A federal jury cleared Los Angeles County Sheriff’s deputies of wrongdoing in a case arising out of a hit-and-run in Rancho Palos Verdes.
The lawsuit alleged that
three deputies and two sergeants unreasonably attempted to detain Steven
Sartori, a hit-and-run suspect, and unreasonably searched his room on Oct. 2,
2010, according to an LASD press release.
Sartori, 23 at the time, was arrested after he crashed his truck about half a mile from his Rancho Palos Verdes home and left the scene. He told deputies his mother had been driving, according to an article in the Los Angeles Times.
Los Angeles County prosecutors charged Sartori with battery and assault on sheriff's deputies for spitting on them, and also for possessing marijuana found in his home. However, a judge dismissed the assault charge during the trial and a jury found him no guilty of the other charges, the Times reported. He was never charged with the hit-and-run.

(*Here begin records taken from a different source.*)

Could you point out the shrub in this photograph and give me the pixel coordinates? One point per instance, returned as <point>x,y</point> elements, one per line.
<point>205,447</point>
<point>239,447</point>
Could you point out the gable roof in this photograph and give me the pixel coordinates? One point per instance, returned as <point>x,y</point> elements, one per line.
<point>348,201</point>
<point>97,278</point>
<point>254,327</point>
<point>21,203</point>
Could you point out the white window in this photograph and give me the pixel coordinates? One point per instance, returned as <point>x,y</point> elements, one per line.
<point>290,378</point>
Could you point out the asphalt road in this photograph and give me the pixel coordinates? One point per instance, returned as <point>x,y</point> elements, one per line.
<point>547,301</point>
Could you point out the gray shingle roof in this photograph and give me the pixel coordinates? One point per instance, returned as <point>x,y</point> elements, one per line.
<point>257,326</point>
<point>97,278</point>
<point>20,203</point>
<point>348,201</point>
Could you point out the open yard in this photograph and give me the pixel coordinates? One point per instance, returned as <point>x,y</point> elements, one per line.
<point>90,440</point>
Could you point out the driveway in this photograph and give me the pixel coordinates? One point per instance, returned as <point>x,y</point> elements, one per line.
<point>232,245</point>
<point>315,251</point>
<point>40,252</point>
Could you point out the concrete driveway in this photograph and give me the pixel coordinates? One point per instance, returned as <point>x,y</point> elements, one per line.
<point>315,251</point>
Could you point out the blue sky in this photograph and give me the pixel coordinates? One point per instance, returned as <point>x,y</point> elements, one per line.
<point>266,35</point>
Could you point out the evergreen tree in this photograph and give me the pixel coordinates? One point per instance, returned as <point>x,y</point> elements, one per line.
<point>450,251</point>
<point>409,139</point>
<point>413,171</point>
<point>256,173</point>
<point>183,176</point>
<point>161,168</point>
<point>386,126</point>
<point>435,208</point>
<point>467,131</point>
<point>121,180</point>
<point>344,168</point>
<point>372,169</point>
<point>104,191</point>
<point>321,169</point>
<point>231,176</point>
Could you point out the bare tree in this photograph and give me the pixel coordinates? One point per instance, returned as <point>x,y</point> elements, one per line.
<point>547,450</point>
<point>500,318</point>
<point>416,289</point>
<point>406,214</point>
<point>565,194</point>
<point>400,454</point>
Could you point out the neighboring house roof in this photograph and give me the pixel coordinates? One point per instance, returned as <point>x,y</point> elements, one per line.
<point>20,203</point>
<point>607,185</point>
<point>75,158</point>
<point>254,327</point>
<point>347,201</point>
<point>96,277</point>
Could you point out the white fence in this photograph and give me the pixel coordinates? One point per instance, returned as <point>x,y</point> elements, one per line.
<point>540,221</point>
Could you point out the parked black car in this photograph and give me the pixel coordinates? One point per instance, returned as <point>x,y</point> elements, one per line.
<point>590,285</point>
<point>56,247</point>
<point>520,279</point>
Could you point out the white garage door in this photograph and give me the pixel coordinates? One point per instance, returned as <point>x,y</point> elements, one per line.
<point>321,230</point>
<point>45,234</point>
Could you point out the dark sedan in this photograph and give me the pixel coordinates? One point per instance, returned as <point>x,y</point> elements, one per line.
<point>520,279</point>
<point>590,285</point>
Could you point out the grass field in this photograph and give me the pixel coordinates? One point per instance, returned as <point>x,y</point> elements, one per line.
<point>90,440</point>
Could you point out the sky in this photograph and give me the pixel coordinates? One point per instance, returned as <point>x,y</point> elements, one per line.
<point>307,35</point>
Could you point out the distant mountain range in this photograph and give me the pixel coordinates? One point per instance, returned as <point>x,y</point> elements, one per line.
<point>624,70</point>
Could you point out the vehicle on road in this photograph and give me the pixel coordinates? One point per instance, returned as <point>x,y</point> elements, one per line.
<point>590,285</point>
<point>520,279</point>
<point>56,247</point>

Sartori then sued the sheriff’s department in federal court, where lawyers for the county asserted that because the suspect physically resisted and spit in the face of a sergeant, deputies applied a reasonable use of force, including taking the suspect to the ground and using pepper spray, according to a sheriff’s press release.LASD noted Sartori suffered minor injuries and maintained that a search that resulted in the recovery of marijuana was lawful.
During testimony, the plaintiff admitted he lied to deputies at the scene, lied to a sergeant during the use of force investigation, and lied to county attorneys while under oath during his deposition, according to the press release.
After two hours of deliberation, the federal civil jury returned a unanimous verdict of no liability on the part of the Los Angeles County Sheriff's Department Friday.
In his closing remarks, Judge S. James Otero commended the sheriff's deputies for their restraint during the use of force and said he would entertain a motion from the Sheriff's Department to recover fees from the plaintiff, according to the press release.